Kurz gesagt, die Situation bei Caritas Internationalis würde die Welt-Lage dadurch repräsentieren, daß die Reichen die Armen kontrollieren wollten, durch einige auferlegte Modelle und eine Leitung die mehr an konkreten Themen als an ihrer Identität arbeitete. Mehr Pragmatismue -weniger Idealismus scheint der Slogan zu sein. 

Wie paßt das, wenn der Papst - und das zu Recht- von pastoraler Umkehr spricht, zur Situation von Caritas Internationalis - wo Reformen, die besonders eine Umkehr und eine neue Selbstwahrnehmeung  begünstigen, durch Entscheidungen widerrufen werden, die schnell und ohne Vorwarnung von der Zentralmacht getroffen werden?

Das  zweite Ereignis ist die Veröffentlichung des Jahresberichts der Vatican Supervisory and Information Authority, des sogenannten Vatican-Finanz-Wachthundes.
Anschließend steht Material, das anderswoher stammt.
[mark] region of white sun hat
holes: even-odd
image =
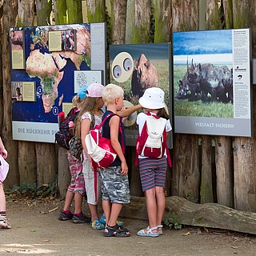
[[[162,109],[165,107],[165,93],[161,88],[150,87],[145,90],[138,102],[146,109]]]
Bis 2019 wurde der Bericht bei einer Pressekonferenz präsentiert und von einer Q&A gemanagt. Jetzt wird der Bericht zusammen mit einem institutionellen Interview präsentiert, das nur den Gesichtspunkt der Autorität zuläßt, ohne Möglichkeit von Zwischenfragen. 

Auf diese Weise wird ein one-way-Narrativ geschaffen, das u.a. nur den Effekt hat, einen parteiischen Geischtspunkt zu verbreiten. Z.B. behauptet Präsident Carmelo Barbagallo behauptet, daß der Rat des europäischen Moneyval-Komitees volles Vertrauen zur Leitung hat. Dennoch weist der letzte Fortschrittsbericht in Wirklichkeit diverse Plus- und Minuspunkte auf und keine völlige positive Beurteilung, 

Auf diese Weise entsteht ein Narrativ, das im Sinne einer Hermeneutik des Bruchs darauf abzielt, eine Diskontinuität mit dem, was zuvor geschehen ist, aufzuzeigen, was der Meinung der Welt über das Pontifikat sicherlich nicht hilft.

Es besteht auch die umgekehrte Gefahr, daß über das Geschehene übermäßig kritisch berichtet wird, sodass es sogar voreingenommen erscheint. Aber auch in diesem Fall handelt es sich um ein Medienpapsttum, das das wahre Pontifikat nicht wiedergibt, weil es zu einer Seite tendiert.

Aber was ist dann wirklich das Papsttum von Papst Franziskus? Man kann es in seinen Entscheidungen und in seiner Art, Dinge zu tun, nachvollziehen, was zumindest eine Vorstellung von der Regierungsmethode vermittelt. Papst Franziskus befürwortet offiziell die Dezentralisierung, scheut sich aber gleichzeitig nicht davor, brutale Entscheidungen zu treffen, sie sogar zu befehlen oder plötzliche Wachwechsel vorzunehmen.

Etwa das, was der APSA am nächsten Montag passieren könnte, wenn es heißt, daß ihr Präsident Nunzio Galantino und ihr Sekretär Fabio Gasperini entlassen werden und Monsignore Giordano Piccinotti, Salesianer und Untersekretär, ihr Präsident wird.

Es wäre eine Entscheidung, die mit verschiedenen anderen Präferenzen des Pontifikats von Papst Franziskus übereinstimmt, der an plötzliche Umbesetzungen gewöhnt ist. Außerdem wäre es eine Möglichkeit, der plötzlichen Veröffentlichung des neuen Grundgesetzes des Vatikanstaates am 13. März nachzukommen, das die sogenannte "Verfassung“ des Staates Vatikanstadt und scheinbar die Art und Weise veränderte, wie der Staat Vatikan über sich selbst denkt .

Es ist die Art und Weise des Papstes, das zu zerstören, was er als Machtnetzwerke ansieht. Um das Papsttum zu verstehen, muss man versuchen, auch diese Mechanismen zu verstehen. Und vielleicht zu erkennen, dass diese Mechanismen zu sehr starken Brüchen führen können, sowohl in der Geschichte als auch in den Beziehungen. Die starke Polarisierung wird schließlich zur logischen Konsequenz."